Short Communication |
Corresponding author: James B. Whitfield ( jwhitfie@life.illinois.edu ) Academic editor: Gavin Broad
© 2019 Christopher C. Grinter, James B. Whitfield.
This is an open access article distributed under the terms of the Creative Commons Attribution License (CC BY 4.0), which permits unrestricted use, distribution, and reproduction in any medium, provided the original author and source are credited.
Citation:
Grinter CC, Whitfield JB (2019) Validation of Distatrix pandora Grinter, 2009 (Hymenoptera: Braconidae, Microgastrinae). Journal of Hymenoptera Research 68: 17-18. https://doi.org/10.3897/jhr.68.33598
|
Distatrix pandora Grinter, sp. n.
Distratrix pandora Grinter, 2009 (
Unavailable name.
Material examined. Holotype female: PANAMA: Barro Colorado Island. 9°09'N, 90°51'W, artificial island made up of 15 km2 of lowland moist forest located in the Panama Canal (Gatun Lake), 2003. Holotype deposited in MIUP (Museo de Invertebrados Graham Bell Fairchild, Universidad de Panamá). Paratypes: 9 females, 10 males, similar data except emergence and pupation dates. 9 females, 10 males, similar data except 2004. 1 female, similar data except 11 June 2001. 1 male, 1 female, similar data except 22 July 2003. 3 females, 3 males, similar data except 23 July 2003. 1 female, similar data except 25 June 2005. (MIUP, INHS and CAS collections). 3 females, 7 males: COSTA RICA: Heredia Prov., La Selva Biological Reserve, located at 100m on the Caribbean slope, 10°26'N 83°59'W (Hartshorn and Hammel 1994, http://www.ots.duke.edu/en/laselva/intro.shtml). 1 male, ECUADOR: Napo Prov., Yanayacu Biol. Station 80% primary forest, montane wet forest at 2100m 0°42'01.33”S, 77°44'00.00"W, 16 March 2002. 1 male, similar data except 3 June 2001.
Hosts. (Fig. 14) Single holotype female reared from Eois nympha (Geometridae) feeding on Piper cenocladum C. DC. (Piperaceae). All other host data from Costa Rica and Panama similar except locality, pupation and eclosion times. Two male specimens from Ecuador reared from an undetermined Geometridae.
Diagnosis. This species is almost identical to Distatrix teapae (Nixon), both in morphology and coloration, sharing with it and D. solanae Whitfield, D. xanadon, pitillaensis and D. belliger (Wilkinson) the enlarged eyes (females only at least in D. pandora).
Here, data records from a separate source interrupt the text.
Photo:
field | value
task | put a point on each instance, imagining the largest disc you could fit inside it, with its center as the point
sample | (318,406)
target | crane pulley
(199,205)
With D. teapae and at least D. maia (Nixon), D. formosus (Wesmael), D. loretta, xanadon, vigilis, pitillaensis (but not D. belliger), it shares a modified distal front tarsomere, which is excavated apically on the ventral side and bears a strongly curved modified spine.
This new species differs from D. teapae in having an overall smaller body size, darker coloration. In addition, the hypopygium of the new species appears to be wider medially, more so than immediately anteriad sternum (in D. teapae the hypopygium gradually tapers towards anterior apex (Fig. 21)). The new species also is conspicuously setiferous along entire width of ventral sclera, whereas in D. teapae the setae are constricted to the ventral third of specimen.
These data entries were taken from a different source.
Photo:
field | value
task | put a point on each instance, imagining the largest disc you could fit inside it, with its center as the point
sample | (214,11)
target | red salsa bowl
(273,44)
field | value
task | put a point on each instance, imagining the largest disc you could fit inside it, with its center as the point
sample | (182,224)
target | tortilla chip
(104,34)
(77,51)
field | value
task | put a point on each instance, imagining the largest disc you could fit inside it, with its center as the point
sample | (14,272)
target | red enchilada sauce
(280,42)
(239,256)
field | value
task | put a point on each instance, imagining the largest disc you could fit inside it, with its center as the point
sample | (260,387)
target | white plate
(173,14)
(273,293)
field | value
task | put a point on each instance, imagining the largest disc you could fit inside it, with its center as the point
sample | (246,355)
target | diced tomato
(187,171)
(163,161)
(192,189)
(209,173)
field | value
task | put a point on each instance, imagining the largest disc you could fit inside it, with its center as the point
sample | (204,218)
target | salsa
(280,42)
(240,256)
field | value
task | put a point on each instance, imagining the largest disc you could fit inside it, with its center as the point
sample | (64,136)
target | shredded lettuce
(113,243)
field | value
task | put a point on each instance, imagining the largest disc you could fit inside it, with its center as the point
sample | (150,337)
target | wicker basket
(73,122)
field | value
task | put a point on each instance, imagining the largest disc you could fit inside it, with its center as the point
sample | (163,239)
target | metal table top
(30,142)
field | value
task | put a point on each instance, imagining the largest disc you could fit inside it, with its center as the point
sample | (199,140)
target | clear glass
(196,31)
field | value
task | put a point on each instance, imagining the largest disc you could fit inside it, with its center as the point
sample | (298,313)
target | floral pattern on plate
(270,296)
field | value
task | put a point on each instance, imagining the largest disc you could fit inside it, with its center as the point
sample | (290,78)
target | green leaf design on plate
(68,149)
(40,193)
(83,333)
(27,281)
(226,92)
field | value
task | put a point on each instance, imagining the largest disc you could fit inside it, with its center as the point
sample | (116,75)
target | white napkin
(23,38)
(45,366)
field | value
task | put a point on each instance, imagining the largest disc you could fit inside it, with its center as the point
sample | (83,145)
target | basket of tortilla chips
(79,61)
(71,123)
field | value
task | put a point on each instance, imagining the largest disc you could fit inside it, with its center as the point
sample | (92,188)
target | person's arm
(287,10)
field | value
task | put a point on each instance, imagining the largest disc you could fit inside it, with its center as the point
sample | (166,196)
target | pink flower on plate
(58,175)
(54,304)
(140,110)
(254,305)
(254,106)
The distances between the ocellus and eye margins, as well as the flagellomere distances are slightly larger by about half than that of D. teapae. D. pandora also shares with at least herein described species, a very large lateral metapleural pit, which appears to be reduced in D. teapae (Fig. 25). Mesopleural sternaulus is also nearly absent in D. teapae. Metasomal tergum II with median area defined by grooves diverging at an angle roughly 90°, whereas in D. teapae the angle is greater than 120° (Fig. 20).
D. pandora appears to be a specialist on Eois caterpillars, however specific level interactions are undetermined.